This is an illustration of encapsulation: the internal data is accessed only through fixed interfaces. If later class Particle is redesigned to use momentum instead of velocity for its internal representation, no code calling the member functions of this class need be changed. Only the appropriate member function definitions would require alteration. In this case, they would become
class Particle {
private:
...
double position[3], momentum[3];
public:
...
virtual double Velocity(int i) const {
return momentum[i]/mass;
}
virtual double Kinetic_Energy() const {
double ke = 0.0;
for (int i=0; i<3; i++) ke += momentum[i]*momentum[i];
return ke/mass;
}
...
};
Notice that class Particle also provides a member function Charge(), which in this case simply returns 0.0, since Particle has no data describing its charge state. This function, along with others in the class, has been declared as virtual, which means that a class inheriting from Particle may override, or redefine, the behavior of this function while maintaining the same interface (i.e., the same function name and parameter list). In this way, we provide a common, fixed interface for obtaining a particle's charge from objects of class Particle and any class that may be derived from it in the future.

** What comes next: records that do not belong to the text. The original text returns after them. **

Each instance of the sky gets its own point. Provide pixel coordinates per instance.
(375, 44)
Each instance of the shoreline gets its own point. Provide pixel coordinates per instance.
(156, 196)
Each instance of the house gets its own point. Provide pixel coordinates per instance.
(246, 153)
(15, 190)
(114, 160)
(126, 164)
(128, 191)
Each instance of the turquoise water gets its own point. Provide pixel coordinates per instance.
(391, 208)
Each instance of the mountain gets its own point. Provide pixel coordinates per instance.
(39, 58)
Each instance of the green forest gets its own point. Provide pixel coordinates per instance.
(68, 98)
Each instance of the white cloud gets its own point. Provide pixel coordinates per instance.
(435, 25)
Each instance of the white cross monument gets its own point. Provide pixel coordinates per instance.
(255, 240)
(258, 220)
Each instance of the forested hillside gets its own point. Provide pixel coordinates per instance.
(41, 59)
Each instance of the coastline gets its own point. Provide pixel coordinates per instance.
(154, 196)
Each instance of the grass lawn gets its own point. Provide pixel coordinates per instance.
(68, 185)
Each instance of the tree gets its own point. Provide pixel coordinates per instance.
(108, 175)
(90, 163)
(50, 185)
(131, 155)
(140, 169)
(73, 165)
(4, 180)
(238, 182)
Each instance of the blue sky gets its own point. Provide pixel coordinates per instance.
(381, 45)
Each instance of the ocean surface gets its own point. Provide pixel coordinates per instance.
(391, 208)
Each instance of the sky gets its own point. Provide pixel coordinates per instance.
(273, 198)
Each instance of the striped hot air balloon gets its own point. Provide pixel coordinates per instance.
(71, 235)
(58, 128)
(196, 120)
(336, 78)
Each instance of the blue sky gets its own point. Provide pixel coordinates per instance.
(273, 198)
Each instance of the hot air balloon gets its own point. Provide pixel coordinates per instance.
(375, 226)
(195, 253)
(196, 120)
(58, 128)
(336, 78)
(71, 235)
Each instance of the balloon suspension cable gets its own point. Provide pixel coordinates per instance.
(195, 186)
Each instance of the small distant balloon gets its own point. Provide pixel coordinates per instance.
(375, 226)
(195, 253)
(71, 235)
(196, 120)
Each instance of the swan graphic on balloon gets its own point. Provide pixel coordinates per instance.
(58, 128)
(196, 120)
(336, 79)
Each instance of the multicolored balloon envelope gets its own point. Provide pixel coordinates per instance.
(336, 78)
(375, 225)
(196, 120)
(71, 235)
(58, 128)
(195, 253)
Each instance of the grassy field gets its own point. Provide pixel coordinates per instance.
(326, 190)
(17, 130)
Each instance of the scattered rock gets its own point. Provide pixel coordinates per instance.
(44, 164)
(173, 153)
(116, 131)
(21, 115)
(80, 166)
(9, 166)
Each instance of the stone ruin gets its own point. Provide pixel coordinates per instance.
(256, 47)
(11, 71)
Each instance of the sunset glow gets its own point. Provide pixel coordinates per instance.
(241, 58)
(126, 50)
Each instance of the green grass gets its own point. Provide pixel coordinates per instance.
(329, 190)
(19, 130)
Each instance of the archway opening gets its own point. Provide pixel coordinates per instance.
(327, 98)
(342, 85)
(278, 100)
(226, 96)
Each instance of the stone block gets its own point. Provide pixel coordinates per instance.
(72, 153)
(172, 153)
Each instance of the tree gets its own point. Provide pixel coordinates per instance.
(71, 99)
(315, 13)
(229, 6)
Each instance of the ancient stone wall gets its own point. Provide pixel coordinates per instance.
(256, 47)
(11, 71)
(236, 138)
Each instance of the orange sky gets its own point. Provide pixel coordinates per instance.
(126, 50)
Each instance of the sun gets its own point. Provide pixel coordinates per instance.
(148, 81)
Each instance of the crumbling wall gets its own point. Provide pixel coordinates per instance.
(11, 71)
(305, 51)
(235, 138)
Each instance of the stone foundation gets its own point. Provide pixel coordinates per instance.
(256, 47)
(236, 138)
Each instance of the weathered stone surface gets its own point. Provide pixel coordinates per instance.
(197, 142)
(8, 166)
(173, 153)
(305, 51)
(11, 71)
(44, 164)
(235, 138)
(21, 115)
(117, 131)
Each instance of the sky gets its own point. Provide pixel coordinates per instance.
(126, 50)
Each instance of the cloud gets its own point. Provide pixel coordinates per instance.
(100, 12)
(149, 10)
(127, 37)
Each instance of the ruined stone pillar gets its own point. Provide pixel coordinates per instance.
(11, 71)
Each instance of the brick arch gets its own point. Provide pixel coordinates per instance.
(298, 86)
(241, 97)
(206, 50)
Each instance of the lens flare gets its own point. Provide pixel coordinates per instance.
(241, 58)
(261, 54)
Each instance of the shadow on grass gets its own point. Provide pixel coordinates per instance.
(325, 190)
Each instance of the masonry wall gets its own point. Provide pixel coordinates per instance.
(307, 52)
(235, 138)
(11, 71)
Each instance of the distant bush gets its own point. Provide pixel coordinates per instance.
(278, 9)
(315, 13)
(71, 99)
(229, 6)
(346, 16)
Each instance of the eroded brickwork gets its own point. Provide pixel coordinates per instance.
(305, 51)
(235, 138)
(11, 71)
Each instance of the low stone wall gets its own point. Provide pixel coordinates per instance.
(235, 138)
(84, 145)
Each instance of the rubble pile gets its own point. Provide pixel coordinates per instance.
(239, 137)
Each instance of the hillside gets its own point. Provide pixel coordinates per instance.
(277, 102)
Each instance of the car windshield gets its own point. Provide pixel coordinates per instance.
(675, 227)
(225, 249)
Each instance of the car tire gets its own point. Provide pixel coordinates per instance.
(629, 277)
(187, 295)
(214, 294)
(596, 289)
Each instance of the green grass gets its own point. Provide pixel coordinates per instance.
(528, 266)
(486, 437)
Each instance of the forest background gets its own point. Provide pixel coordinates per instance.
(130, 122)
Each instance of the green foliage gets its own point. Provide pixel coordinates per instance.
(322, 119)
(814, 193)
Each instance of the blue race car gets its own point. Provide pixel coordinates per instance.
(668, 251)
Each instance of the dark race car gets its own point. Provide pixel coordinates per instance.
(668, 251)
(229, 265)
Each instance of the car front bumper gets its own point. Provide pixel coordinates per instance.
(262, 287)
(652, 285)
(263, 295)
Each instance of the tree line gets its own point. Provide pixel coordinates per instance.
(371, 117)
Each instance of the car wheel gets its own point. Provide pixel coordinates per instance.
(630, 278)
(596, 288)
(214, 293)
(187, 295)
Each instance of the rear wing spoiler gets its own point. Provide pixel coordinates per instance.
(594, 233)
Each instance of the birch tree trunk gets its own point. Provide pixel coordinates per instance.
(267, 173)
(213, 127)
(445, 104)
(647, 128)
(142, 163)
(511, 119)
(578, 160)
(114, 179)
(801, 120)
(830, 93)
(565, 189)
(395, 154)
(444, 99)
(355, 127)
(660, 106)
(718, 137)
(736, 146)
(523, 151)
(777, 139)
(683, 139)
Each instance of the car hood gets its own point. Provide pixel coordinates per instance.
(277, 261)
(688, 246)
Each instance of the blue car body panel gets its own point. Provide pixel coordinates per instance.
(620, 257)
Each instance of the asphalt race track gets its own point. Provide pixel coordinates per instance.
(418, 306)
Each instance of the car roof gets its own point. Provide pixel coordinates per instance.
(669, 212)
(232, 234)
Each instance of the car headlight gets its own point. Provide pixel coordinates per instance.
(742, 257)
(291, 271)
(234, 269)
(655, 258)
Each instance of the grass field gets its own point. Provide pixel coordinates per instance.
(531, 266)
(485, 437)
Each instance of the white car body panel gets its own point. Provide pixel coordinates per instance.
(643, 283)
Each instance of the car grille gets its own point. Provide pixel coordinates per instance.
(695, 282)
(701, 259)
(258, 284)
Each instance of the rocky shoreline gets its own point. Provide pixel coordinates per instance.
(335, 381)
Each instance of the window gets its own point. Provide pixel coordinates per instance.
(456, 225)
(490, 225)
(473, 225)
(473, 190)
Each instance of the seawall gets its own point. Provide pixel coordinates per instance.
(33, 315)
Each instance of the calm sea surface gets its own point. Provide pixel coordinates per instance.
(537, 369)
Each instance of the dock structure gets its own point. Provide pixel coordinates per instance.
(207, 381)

To use class Particle, we declare instances of it as shown below:
Particle p1, p2;
This statement constructs two concrete objects, and the data values for each object are independent. Furthermore, p1 and p2 are only known locally in the routine in which they are declared. (The practice of avoiding the use of global variables, which are accessible anywhere in the program, is another rule that modern software designers adhere to in order to keep codes modular.) To obtain the kinetic energy, for example, we use the member function through the following dot syntax:
double p1_ke = p1.Kinetic_Energy();
Now let us discuss the implementation of abstract and concrete objects in Fortran 90. F90 has two language elements that have object features: TYPE and MODULE. TYPE allows one to group data together but does not associate methods with the data. The code fragment
TYPE Particle
REAL mass
REAL, DIMENSION(0:2) :: position, velocity
END TYPE Particle
defines a data type corresponding to the member data of the C++ class Particle introduced earlier. One can declare an instance of a TYPE and access its data components as follows:
TYPE(Particle) :: p
REAL :: pmass = p%mass
By itself, a TYPE does not provide encapsulation, since any section of code that defines a TYPE and declares an instance of it may directly access its data components. Encapsulation is achieved by placing the TYPE definition inside of a MODULE. The MODULE construct is a code block containing data or TYPEs, as well as FUNCTIONs and SUBROUTINEs for manipulating this data. A MODULE may declare its contents to be PRIVATE, disallowing direct access to those contents by program units outside the MODULE. If data elements are declared PRIVATE, the MODULE may provide FUNCTIONs that are PUBLIC for accessing the data.
The following code illustrates how an abstract object similar to the C++ class Particle might be built in F90:
MODULE ParticleModule
TYPE Particle
PRIVATE
REAL mass
REAL, DIMENSION(0:2) :: position, velocity
END TYPE Particle
CONTAINS
SUBROUTINE Initialize(p,imass)
TYPE(Particle), INTENT(INOUT) :: p
REAL, OPTIONAL :: imass
INTEGER i
IF (PRESENT(imass)) THEN
p%mass = imass
ELSE
p%mass = 0.0
ENDIF
DO i=0,2
p%position(i) = 0.0
p%velocity(i) = 0.0
END DO
END SUBROUTINE Initialize
REAL FUNCTION Position(p,i)
TYPE(Particle), INTENT(IN) :: p
INTEGER, INTENT(IN) :: i
Position = p%position(i)
RETURN
END FUNCTION Position
REAL FUNCTION Velocity(p,i)
TYPE(Particle), INTENT(IN) :: p
INTEGER, INTENT(IN) :: i
Velocity = p%velocity(i)
RETURN
END FUNCTION Velocity
REAL FUNCTION KineticEnergy(p)
TYPE(Particle), INTENT(IN) :: p
INTEGER i
REAL :: ke = 0.0
DO i=0,2
ke = ke + (p%velocity(i))**2
END DO
KineticEnergy = p%mass * ke
RETURN
END FUNCTION KineticEnergy
REAL FUNCTION Charge(p)
TYPE(Particle), INTENT(IN) :: p
Charge = 0.0
RETURN
END FUNCTION Charge
END MODULE ParticleModule
The PRIVATE statement resets the default access for items within the current code block, which is normally PUBLIC. Because of this statement in TYPE Particle, the data of Particle cannot be accessed except through the FUNCTIONs defined in the enclosing MODULE ParticleModule, such as Position(p,i).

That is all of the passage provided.